In one embodiment, the method further comprises: identifying target gesture information in the first user behavior image; establishing a rectangular virtual frame in the first user behavior image by taking a first focus position corresponding to the target gesture information as a center, displaying a target control at a first display position of the display screen, and determining a mapping relation between the rectangular virtual frame and a display of the display device; when the target gesture information is included in a second user behavior image after the first user behavior image and a second focus position corresponding to the target gesture information is located in the rectangular virtual frame, determining a second display position on the display according to the second focus position and the mapping relation; and controlling the target control on the display to move to the second display position.
Fig. 53 is a flowchart of an embodiment of a control method of a display device according to an embodiment of the present application, and in a specific implementation manner shown in fig. 53, the process includes the following steps:
S5301: the controller of the display device first performs gesture detection, if the gesture state is normal, S5302-S5306 are performed, otherwise S5307 is performed.
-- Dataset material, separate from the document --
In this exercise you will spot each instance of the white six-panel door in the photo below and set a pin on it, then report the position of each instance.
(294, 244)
S5302-S5306: and mapping the position of the television interface cursor according to the position of the hand in the virtual frame, performing gesture movement control, updating the gesture speed and the gesture direction, detecting gesture clicking, detecting gesture returning and the like.
S5307: a prediction of the behavior of a plurality of frames (typically three frames) is performed.
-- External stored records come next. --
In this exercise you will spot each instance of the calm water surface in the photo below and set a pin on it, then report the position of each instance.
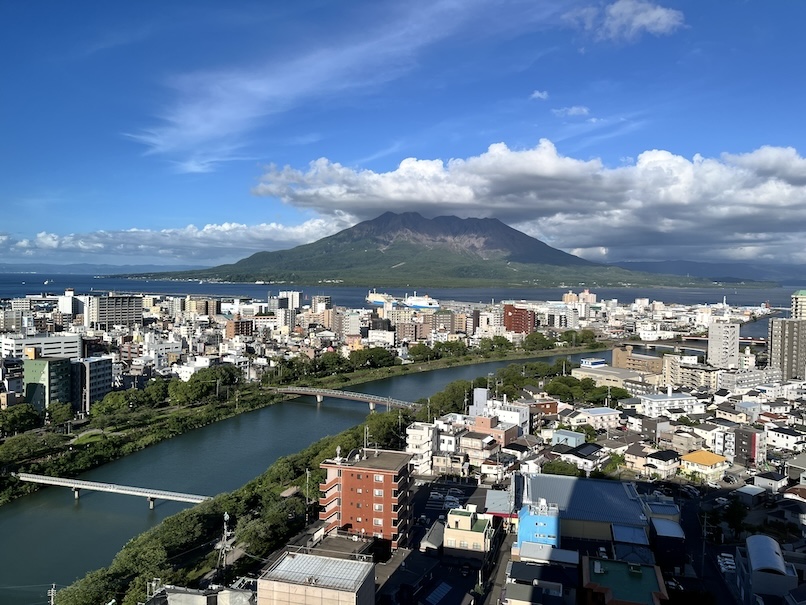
(48, 537)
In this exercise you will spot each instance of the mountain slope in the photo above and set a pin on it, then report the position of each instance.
(407, 249)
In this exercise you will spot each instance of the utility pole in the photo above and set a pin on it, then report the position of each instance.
(307, 491)
(704, 536)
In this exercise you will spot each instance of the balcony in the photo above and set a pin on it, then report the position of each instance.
(325, 487)
(328, 514)
(329, 498)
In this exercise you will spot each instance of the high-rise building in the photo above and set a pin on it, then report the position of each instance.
(104, 312)
(786, 346)
(723, 344)
(366, 493)
(47, 345)
(798, 305)
(91, 381)
(521, 321)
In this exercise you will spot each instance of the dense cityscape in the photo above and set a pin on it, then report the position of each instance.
(689, 441)
(403, 303)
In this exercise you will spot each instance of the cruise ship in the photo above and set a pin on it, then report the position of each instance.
(379, 299)
(421, 302)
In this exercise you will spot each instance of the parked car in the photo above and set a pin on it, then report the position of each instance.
(451, 503)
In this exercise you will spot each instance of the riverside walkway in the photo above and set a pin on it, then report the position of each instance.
(77, 485)
(372, 400)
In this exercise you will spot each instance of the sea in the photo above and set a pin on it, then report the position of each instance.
(18, 285)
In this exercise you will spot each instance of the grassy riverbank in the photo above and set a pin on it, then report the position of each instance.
(180, 550)
(128, 430)
(362, 376)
S5308: if the gesture is re-detected during the period, S5312 is executed, otherwise S5309 is executed.
S5309-S5310: and (3) cleaning the mouse in the television interface, and if the gesture is not detected for a long time, executing S5311.
S5311: and exiting gesture limb recognition, and entering a global gesture detection scheme until a focus gesture is detected.
S5312: and (5) resetting the focus, if the distance is short, continuing to move, and if the distance is long, resetting the focus to be the central position of the television. Wherein, when the focus is reset, the virtual frame needs to be regenerated. Furthermore, if the gesture is not detected multiple times.
The foregoing description, for purposes of explanation, has been presented in conjunction with specific embodiments. The illustrative discussions above are not intended to be exhaustive or to limit the embodiments to the precise forms disclosed above. Many modifications and variations are possible in light of the above teaching. The embodiments were chosen and described in order to best explain the principles and the practical application, to thereby enable others skilled in the art to best utilize the embodiments and various embodiments with various modifications as are suited to the particular use contemplated.